Public art is a subject I was thinking about at this time, living in New York in sort of post-9/11 situation, and public art I think often is used to sedate in spaces which can create anxiety, such as airports, intersections, bank lobbies. There's a danger of it becoming patronizing, which I worry about. It easily slips into all form and no content, or the sort of slight on the viewer.
So looking at public art at this period of time, and having the criticisms I had, then I took upon that challenge to myself, and imagined what I would make.
The knives are hopefully well balanced, and both suggest that they're flying through the air, but that they're somehow resting upon each other, or obviously referencing slightly the idea of a mobile or a kind of a classic modernist public sculpture.
The precariousness of the arrangement, certainly part of it is that the knives imply danger. In fact these are very domestic utensils.
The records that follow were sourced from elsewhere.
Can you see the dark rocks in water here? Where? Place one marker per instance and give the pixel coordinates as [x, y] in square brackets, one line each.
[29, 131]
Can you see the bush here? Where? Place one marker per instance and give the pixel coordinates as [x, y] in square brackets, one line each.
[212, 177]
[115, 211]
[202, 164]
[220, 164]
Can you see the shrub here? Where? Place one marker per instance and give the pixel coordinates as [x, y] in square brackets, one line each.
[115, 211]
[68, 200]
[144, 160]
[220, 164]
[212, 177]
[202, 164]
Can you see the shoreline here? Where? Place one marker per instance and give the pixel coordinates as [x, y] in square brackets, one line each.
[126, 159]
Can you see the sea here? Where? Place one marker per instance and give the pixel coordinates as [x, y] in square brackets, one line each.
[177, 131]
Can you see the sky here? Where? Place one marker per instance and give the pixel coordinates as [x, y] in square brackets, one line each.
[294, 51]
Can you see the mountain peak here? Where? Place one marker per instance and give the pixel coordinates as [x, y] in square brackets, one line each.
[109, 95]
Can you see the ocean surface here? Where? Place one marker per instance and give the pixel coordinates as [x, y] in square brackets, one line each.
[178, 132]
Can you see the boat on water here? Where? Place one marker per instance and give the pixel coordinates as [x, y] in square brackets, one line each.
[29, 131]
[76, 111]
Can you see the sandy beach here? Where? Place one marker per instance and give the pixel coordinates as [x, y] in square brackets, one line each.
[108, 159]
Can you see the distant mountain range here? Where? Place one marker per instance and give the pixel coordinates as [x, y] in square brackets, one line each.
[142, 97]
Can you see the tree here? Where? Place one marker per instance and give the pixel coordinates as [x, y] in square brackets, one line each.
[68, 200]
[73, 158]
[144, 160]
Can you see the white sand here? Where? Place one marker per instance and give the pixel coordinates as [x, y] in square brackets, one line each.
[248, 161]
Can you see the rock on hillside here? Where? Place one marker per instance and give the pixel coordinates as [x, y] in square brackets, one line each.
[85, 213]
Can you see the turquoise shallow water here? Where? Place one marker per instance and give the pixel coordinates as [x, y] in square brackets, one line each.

The design itself, you know, admittedly has a certain Crate and Barrel, look to it, which is intention as well.
I made this work very simply, by looking at kitchen knives and doing sketches, and then what I do is I draw, using a very simple, vector-based computer program, and spent a long time collaging it to get this relation of the knives.
What you're looking at is a vinyl reproduction of the artwork. It's basically a big sticker, and that is a bit of a hopefully humorous or cheeky part of this work, in that even though it's so large and black, and sort of implies, we would imagine, authority. It's very casual in another sense, in that, you know, when it comes down it'll just be peeled off the wall.
I'm very interested in word play and writing, and a large part of my work, I would say takes the form of poetry. So The Never That Lasts Forever should be a bit over the top, and have a sense of humor to it.